Reiner Winkler, Vorstandsmitglied von Hensoldt, hat am 18. August 10.000 Aktien des Rüstungskonzerns zu je 94,71 Euro verkauft. Das Volumen der Transaktion summiert sich auf rund 947.079 Euro. Der Verkauf reiht sich in eine Phase ein, in der Hensoldt operativ deutliche Fortschritte zeigt, während die Aktie unter Druck steht.

Rekordauftragsbestand als Hintergrund

Der Verkauf folgt auf die vor gut drei Wochen veröffentlichten Halbjahreszahlen, die einen Auftragsbestand von 10.356 Millionen Euro auswiesen – ein Rekordwert. Der Auftragseingang hatte sich im ersten Halbjahr auf 2.812 Millionen Euro verdoppelt, angetrieben unter anderem vom Optronik-Segment, das mit 971 Millionen Euro einen Rekord-Auftragseingang verbuchte.

Vor diesem Hintergrund wirkt die Insidertransaktion nicht wie ein Vertrauenssignal gegen das Unternehmen, sondern eher wie eine gewöhnliche Gewinnmitnahme nach starkem Kurslauf.

Die Aktie notiert aktuell bei 87,02 Euro und damit rund 8,1 Prozent über ihrem 50-Tage-Durchschnitt von 80,46 Euro – ein Hinweis darauf, dass der mittelfristige Aufwärtstrend trotz der jüngsten Schwäche intakt bleibt. Zum Zeitpunkt von Winklers Verkauf lag der Kurs mit 94,71 Euro noch deutlich höher, was die Transaktion in ein anderes Licht rückt: Der Vorstand realisierte Gewinne nahe einem lokalen Hoch, bevor der Titel in der Folge nachgab.

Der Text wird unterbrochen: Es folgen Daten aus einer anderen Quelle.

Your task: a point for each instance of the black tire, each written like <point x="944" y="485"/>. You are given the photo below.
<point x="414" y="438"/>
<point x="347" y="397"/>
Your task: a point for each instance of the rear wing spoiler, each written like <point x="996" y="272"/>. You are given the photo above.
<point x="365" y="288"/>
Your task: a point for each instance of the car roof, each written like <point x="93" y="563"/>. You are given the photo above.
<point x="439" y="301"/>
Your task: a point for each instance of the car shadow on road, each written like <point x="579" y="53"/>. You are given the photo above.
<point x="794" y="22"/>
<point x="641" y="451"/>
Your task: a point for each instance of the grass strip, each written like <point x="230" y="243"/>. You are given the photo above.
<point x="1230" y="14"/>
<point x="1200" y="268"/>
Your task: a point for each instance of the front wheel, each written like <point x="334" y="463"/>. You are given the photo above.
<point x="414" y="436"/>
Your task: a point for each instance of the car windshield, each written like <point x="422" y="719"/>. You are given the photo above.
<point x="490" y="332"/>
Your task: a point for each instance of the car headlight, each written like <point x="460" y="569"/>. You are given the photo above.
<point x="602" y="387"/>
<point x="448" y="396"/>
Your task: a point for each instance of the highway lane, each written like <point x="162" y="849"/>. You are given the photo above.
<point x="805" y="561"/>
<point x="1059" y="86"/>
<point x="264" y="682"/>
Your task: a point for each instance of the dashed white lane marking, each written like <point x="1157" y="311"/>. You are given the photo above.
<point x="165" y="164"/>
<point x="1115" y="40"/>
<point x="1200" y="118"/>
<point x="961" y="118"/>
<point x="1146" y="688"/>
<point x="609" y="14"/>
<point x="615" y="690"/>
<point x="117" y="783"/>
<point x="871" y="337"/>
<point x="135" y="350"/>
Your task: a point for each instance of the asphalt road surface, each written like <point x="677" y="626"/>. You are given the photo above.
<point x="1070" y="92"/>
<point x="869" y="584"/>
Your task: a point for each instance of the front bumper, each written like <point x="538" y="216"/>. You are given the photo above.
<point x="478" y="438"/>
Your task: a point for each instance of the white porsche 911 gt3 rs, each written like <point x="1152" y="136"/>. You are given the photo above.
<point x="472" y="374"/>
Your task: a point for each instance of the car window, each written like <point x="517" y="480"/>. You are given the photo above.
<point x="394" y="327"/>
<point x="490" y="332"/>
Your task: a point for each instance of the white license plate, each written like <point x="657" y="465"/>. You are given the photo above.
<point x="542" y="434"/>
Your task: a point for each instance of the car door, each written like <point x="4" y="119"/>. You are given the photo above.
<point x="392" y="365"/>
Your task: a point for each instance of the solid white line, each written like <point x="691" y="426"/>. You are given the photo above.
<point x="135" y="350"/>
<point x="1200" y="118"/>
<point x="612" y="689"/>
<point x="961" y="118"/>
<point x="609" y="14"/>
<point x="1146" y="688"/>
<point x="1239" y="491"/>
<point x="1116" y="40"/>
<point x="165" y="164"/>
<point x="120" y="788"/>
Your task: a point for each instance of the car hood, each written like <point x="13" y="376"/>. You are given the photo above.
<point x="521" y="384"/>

Analysten uneins über weiteres Potenzial

Am 6. August, also vor rund drei Wochen, meldeten sich zwei Analysehäuser mit gegensätzlichen Signalen zu Wort. Jefferies stufte Hensoldt von Buy auf Hold zurück, erhöhte aber gleichzeitig das Kursziel von 94 auf 98 Euro.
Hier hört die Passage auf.